Over the short-term, a unit trust with a great manager may underperform its peers, because they took a lower degree of risk than their peers. Likewise a mediocre manager may outperform a great manager over the short term, because they took a high degree of risk in a high-risk environment. The notion of a high return with a low degree of risk over a five-year period is in itself a fallacy that needs to be properly explained to investors.

  • Tax is an important aspect to consider when structuring an investment portfolio. However it must be seen in the context of what you would like to achieve.

    An equity return is treated more favourably than a return from a fixed deposit, but the risk associated with the two is not comparable.

Unit trusts with a minimum time frame of five years are typically your multi-asset high equity funds (also referred to as balanced funds.)

The graph below is the range of returns from the Foord Balanced Fund as of the end of April 2018, over different rolling periods.

Source: Foord

The worst return over any 12-month period is -16.8% with the best return being 61%.

Over a rolling five-year period the worst annualised return is 7.1%, while the best annualised return over that period is 27.8% with an average annualised return of 15%.

The Foord fund is a good example of a great manager that has fallen out of favour due to their short-term underperformance.

Had you invested in the fund five years ago, your annualised return to the end of April 2018 would have been 8.19% (excluding platform fees) according to data from MoneyMate. This represents a far lower return than the average expected return from the fund, which gives context to how difficult the environment has been for managers to deliver high returns with a low degree of risk.

There has also been a growing trend where investors have been derisking their investments due to uncertainty and poor returns. However this will come at a cost over the long term. Had you invested your capital five years ago in a unit trust with a balanced mandate you may in hindsight have probably preferred to use a fixed deposit rather than a unit trust.

Going forward, the majority of managers appear more optimistic about the potential return over the next five years than what investors have had to endure over the past five years.

For you to make an informed decision, you need to know the risk associated with the options that are available. A balanced fund is generally seen to have a minimum time frame of five years and may require a longer period. A balanced fund such as the one above represents one of the top managers with a good long-term track record. However, as you can see from the divergence of best- to worst-case returns, poor market conditions can adversely affect a manager’s ability to generate returns consistent with their risk budget. This requires the investor to know the full extent of the risk that they are taking, given any investment option that they are presented with.

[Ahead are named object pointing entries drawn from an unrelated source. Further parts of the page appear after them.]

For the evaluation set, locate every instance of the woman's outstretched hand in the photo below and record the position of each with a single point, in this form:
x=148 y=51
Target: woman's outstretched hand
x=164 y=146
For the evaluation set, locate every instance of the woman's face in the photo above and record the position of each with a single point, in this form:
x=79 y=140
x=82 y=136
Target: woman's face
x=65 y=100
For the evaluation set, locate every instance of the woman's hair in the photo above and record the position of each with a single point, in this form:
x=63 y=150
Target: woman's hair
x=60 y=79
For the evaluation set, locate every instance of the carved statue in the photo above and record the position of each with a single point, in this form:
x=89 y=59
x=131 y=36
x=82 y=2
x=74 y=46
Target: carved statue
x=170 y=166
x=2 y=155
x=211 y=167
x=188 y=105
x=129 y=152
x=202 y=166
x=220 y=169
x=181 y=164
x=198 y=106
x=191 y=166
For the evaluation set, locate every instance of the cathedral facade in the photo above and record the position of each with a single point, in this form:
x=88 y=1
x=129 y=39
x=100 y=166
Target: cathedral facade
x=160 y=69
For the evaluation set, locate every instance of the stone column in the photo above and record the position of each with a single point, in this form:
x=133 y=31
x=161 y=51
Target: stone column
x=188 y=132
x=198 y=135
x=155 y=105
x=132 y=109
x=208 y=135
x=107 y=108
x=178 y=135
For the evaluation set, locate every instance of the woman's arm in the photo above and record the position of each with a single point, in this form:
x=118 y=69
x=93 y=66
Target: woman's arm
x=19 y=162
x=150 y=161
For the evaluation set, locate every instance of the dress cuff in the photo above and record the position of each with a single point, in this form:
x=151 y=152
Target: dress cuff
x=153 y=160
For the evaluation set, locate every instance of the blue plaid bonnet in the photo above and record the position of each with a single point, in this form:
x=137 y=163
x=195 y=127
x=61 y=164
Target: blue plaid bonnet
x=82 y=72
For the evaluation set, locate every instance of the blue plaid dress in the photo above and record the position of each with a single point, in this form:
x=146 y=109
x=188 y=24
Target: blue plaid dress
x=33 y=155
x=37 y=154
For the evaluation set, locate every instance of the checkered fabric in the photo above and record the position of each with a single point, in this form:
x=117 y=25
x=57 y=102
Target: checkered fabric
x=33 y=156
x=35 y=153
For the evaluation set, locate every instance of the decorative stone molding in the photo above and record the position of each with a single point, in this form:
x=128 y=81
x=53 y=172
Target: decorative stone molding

A fixed deposit gives you a steady return that is a known quantity upon investing. The interest is however fully taxable at your marginal rate subject to the annual exclusion. This is not a bad option for a risk-averse investor and should be carefully considered if it is appropriate to the risk that you are prepared to take.

Objectively speaking you may want to consider the use of a multi-asset low-equity or medium-equity fund, which can give a better return than a fixed deposit over a five-year period without the risk that can be associated with a multi-asset high-equity or balanced fund. The return can also be more tax effective than that of a fixed deposit.

It is also important that our expectation of returns is aligned with that of the risk required to achieve the returns. Unfortunately investors place more emphasis on high returns rather than the possible losses. However, investors feel the pain of losses far more intensely than the pleasure of high returns.